NLTK. 检测一个句子是否是疑问句?

13

我想使用NLTK或者最适合的库创建一个Python脚本,以正确识别给定的句子是疑问句(即问题)还是非疑问句。我尝试过使用正则表达式,但有更深层次的情况,正则表达式无法解决。因此想使用自然语言处理,有人能帮忙吗!


1
当你说疑问句并且使用了正则表达式,你是在寻找比仅仅检查是否有问号更深层次的东西吗?你可能会发现这个链接很有用 https://dev59.com/LWMm5IYBdhLWcg3wFL_s - alexbhandari
我已经阅读过那篇帖子,问题是我是一个初学者,答案的复杂度很高。我正在尝试寻找一个简单的解决方案,如果存在的话。 - Freakant
复杂性取决于您对疑问句的标准,您应该在问题中澄清这一点。如果您只是想查找问号的存在,这很容易。如果您想通过寻找疑问词(什么、为什么、如何等)来识别问题而不是寻找标点符号,也不太困难。然而,如果您想普遍地识别任何类型的问题(例如,“这好吗”),那么这可能更棘手,需要像上面的帖子一样复杂的解决方案。 - alexbhandari
4个回答

16
这篇文章可能会解决您的问题。

以下是代码:

import nltk
nltk.download('nps_chat')
posts = nltk.corpus.nps_chat.xml_posts()[:10000]

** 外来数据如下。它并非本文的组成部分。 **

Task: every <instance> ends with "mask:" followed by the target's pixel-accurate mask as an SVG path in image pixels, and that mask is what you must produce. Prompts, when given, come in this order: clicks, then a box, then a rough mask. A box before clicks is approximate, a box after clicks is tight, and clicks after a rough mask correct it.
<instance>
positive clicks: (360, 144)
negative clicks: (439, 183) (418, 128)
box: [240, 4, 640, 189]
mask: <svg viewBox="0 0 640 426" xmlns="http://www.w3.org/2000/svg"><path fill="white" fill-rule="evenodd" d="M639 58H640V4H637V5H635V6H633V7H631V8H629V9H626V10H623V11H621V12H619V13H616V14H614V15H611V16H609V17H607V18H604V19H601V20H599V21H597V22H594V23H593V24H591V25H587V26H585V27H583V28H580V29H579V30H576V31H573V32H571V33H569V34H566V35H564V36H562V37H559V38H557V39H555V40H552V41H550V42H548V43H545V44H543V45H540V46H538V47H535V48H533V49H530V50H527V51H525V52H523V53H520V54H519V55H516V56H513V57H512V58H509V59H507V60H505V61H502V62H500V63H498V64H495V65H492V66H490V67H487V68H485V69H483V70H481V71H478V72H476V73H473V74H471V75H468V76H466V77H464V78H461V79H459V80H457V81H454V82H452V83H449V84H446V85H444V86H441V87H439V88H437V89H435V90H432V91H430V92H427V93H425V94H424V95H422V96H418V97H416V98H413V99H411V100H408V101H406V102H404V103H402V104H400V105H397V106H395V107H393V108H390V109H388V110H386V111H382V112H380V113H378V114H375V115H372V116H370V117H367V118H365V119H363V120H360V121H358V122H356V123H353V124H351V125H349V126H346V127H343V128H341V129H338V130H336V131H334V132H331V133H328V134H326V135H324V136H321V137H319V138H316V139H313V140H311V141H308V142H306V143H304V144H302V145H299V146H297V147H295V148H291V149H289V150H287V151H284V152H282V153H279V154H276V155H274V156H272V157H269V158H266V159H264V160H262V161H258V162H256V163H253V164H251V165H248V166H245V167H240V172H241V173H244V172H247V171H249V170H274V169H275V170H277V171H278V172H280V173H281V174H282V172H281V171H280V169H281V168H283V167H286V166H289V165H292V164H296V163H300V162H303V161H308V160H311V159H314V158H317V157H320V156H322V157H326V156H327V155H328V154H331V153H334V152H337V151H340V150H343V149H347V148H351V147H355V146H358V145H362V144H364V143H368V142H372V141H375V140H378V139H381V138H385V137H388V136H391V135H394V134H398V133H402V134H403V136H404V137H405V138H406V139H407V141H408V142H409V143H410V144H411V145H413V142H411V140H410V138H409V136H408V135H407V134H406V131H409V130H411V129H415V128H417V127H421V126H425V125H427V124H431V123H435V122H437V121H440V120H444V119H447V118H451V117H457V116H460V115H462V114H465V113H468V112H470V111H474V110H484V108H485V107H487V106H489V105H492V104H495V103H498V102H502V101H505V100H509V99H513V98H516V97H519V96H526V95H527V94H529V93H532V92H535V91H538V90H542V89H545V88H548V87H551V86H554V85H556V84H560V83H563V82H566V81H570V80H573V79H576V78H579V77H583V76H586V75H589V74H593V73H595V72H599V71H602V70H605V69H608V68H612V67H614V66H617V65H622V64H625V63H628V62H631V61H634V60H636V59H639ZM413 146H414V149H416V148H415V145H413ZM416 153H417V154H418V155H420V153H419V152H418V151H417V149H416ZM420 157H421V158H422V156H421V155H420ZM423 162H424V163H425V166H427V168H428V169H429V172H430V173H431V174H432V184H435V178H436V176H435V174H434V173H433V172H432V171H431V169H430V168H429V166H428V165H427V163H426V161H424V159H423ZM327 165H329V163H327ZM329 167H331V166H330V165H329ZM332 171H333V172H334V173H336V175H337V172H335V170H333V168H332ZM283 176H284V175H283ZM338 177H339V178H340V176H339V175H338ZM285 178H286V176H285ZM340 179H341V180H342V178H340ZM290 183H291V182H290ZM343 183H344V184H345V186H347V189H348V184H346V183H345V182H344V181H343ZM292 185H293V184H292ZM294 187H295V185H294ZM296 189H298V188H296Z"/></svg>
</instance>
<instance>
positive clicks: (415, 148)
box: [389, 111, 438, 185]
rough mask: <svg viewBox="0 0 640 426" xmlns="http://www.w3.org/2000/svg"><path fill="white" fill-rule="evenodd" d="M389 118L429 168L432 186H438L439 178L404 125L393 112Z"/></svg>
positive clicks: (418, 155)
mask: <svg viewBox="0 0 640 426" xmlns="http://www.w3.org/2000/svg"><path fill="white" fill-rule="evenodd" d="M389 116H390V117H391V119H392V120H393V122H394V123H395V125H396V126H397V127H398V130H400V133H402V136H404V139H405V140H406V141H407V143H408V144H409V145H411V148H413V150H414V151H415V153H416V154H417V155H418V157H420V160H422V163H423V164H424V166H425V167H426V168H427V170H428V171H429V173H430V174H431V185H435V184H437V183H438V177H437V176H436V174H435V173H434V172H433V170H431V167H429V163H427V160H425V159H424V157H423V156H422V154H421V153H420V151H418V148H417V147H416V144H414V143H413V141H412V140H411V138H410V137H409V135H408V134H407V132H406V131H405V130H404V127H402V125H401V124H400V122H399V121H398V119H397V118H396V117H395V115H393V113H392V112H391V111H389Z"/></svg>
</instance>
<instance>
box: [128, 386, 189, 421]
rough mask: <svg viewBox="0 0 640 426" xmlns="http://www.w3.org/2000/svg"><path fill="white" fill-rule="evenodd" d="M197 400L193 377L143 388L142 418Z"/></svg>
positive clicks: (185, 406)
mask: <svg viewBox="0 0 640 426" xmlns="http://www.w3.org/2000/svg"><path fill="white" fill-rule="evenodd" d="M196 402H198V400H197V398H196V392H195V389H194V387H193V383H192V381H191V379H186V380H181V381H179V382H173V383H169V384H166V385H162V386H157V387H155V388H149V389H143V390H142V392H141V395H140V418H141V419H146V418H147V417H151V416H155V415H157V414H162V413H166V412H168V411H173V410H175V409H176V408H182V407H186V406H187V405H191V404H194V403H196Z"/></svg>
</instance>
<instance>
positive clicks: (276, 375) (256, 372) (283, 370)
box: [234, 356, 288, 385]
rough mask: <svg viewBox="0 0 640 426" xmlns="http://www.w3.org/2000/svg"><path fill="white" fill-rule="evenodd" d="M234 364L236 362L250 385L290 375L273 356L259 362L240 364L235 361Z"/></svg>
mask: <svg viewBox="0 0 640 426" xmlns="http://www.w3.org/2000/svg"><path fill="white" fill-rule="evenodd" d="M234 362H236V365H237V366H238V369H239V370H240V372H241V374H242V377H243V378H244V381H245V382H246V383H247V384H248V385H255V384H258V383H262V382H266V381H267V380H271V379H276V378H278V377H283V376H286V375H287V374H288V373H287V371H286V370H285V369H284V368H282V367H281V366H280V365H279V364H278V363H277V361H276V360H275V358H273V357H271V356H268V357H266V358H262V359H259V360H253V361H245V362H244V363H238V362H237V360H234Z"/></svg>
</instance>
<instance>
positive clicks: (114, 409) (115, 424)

def dialogue_act_features(post):
    features = {}
    for word in nltk.word_tokenize(post):
        features['contains({})'.format(word.lower())] = True
    return features

featuresets = [(dialogue_act_features(post.text), post.get('class')) for post in posts]
size = int(len(featuresets) * 0.1)
train_set, test_set = featuresets[size:], featuresets[:size]
classifier = nltk.NaiveBayesClassifier.train(train_set)
print(nltk.classify.accuracy(classifier, test_set))

这应该会打印出类似于0.67的数字,这是相当不错的准确率。 如果你想通过这个分类器处理一串文本,请尝试:

print(classifier.classify(dialogue_act_features(line)))

你可以将字符串分类为问句、陈述句等,并提取所需内容。

这种方法使用了朴素贝叶斯算法,我认为这是最简单的方法,但当然还有许多其他处理方式。希望这可以帮助到你!


我可以添加自定义的训练数据吗?比如,如果我检查“我是否需要在Jupyter中使用Anaconda”,它会将其显示为语句。 - Sunil Garg
您使用什么方法来获取每个“检测到”的问题? - danywigglebutt

4

根据@PolkaDot的答案,我创建了一个使用NLTK和一些自定义代码以获得更高精度的函数。

posts = nltk.corpus.nps_chat.xml_posts()[:10000]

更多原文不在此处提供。